By storing the data, the merchants are putting themselves at risk if the data is lost or stolen. TJX, parent company of TJ Maxx, recently agreed to provide consumers with $30 vouchers (up to two per person) for an incident in which card data from some 46 million consumers fell into unauthorized hands. Reports estimate that the total cost to the retailer will be $168 million.
However, NRF said the timing of its letter was coincidental and that the issue of storing credit card numbers has been discussed “for several months.”
“The challenge that we see out there is that the merchants, the banks and the credit card company all have the goal of protecting the consumer,” said David Hogan, NRF chief information officer, who authored the letter. But storing card numbers defeats that purpose.
The card associations, including MasterCard and Visa, require that the merchants store the numbers in order to trace any chargebacks, according to the federation.

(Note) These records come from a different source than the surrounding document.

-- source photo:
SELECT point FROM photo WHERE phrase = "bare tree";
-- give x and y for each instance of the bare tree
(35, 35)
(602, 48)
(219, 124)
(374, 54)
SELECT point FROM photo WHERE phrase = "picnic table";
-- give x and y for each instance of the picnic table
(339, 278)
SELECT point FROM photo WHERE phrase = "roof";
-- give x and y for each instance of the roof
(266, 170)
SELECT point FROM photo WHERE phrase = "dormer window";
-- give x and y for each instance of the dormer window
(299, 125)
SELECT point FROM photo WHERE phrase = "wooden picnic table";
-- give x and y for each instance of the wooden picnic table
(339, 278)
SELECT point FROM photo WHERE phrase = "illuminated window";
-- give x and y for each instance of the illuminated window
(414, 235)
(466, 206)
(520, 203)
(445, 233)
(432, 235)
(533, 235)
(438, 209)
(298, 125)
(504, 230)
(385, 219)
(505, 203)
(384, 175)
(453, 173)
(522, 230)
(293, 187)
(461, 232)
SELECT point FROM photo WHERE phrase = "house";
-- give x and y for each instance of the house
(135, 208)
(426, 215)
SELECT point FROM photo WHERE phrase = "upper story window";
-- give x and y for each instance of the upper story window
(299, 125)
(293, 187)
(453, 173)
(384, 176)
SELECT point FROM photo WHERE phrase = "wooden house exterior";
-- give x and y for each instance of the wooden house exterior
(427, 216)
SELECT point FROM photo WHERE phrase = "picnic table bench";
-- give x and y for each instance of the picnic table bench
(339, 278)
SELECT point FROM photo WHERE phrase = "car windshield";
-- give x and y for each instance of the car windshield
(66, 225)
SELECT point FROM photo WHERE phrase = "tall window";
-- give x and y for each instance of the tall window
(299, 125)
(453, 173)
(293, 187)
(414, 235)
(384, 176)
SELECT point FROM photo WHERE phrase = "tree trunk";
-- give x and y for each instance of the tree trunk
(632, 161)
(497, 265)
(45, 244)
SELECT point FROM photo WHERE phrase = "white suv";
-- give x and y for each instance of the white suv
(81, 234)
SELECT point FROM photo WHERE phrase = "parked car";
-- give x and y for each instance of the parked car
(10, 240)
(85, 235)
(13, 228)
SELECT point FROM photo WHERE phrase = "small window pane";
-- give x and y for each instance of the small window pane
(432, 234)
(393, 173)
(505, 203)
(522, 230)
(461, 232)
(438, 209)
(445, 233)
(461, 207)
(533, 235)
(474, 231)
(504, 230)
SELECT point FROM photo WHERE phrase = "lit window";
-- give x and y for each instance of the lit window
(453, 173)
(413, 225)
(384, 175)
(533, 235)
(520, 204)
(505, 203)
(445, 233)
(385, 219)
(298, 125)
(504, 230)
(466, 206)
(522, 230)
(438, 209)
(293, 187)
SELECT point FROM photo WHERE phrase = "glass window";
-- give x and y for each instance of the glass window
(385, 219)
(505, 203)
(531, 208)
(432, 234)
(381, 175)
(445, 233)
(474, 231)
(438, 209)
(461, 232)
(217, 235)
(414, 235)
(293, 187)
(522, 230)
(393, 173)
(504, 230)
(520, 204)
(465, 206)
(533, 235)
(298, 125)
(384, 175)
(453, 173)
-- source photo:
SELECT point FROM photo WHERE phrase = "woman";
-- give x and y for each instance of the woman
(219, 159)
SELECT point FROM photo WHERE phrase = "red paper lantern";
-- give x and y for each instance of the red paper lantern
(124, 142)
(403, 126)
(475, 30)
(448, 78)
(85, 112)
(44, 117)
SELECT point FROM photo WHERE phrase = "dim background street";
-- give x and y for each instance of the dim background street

“The same people that are telling us to protect it, are the ones telling us to store the data,” Hogan said. “We’re trying to build a fortress around this data, but any time we build a higher wall, the criminal comes back with a higher ladder.”
Discussions with card associations about the issue have been amiable – unlike fights over interchange fees, according to Hogan. But the card associations have been noncommittal to any changes, prompting the letter to the PCI Council. The council includes representatives from card associations, banks and merchants.
“If the goal is to make credit card data less vulnerable, the ultimate solution is to stop requiring merchants to store card data in the first place,” Hogan said in the letter.
The federation recommends in the letter that credit card companies and their banks should provide merchants with the option of keeping nothing more than the authorization code provided at the time of sale and a truncated receipt, rather than requiring that merchants keep reams of data for an extended period of time.
“If all merchants took advantage of this option, credit card companies and their member banks would be the only ones with large caches of data on hand, and could keep and protect their card numbers in whatever manner they wished,” Hogan wrote. “The bottom line is that it makes more sense for credit card companies to protect their data from thieves by keeping it in a relatively few secure locations than to expect millions of merchants scattered across the nation to lock up their data for them.”
Bob Russo, the PCI council’s general manager, told insideARM.com this summer that debt purchasing and collection industry may not have worry about the standards (“PCI Standards May Not Apply to Debt Purchasers, Collectors,” 8/6). “Our concern is payment card fraud. The standard seeks to protect the credit card number on the front of the card and the magnetic strip information,” he said.
Typically, card issuers will deactivate a card number before selling it to a debt purchaser, said Russo. Once the number is deactivated, the card doesn’t have to be PCI compliant, he said. It’s conceivable that an issuer could reactivate a number and sell it to a purchaser — though that doesn’t seem likely, especially since the cardholder wasn’t paying his debt, he said.
Russo suggested purchasers and agencies contact issuers to determine if the issuer would demand a card remain PCI compliant after it has been deactivated.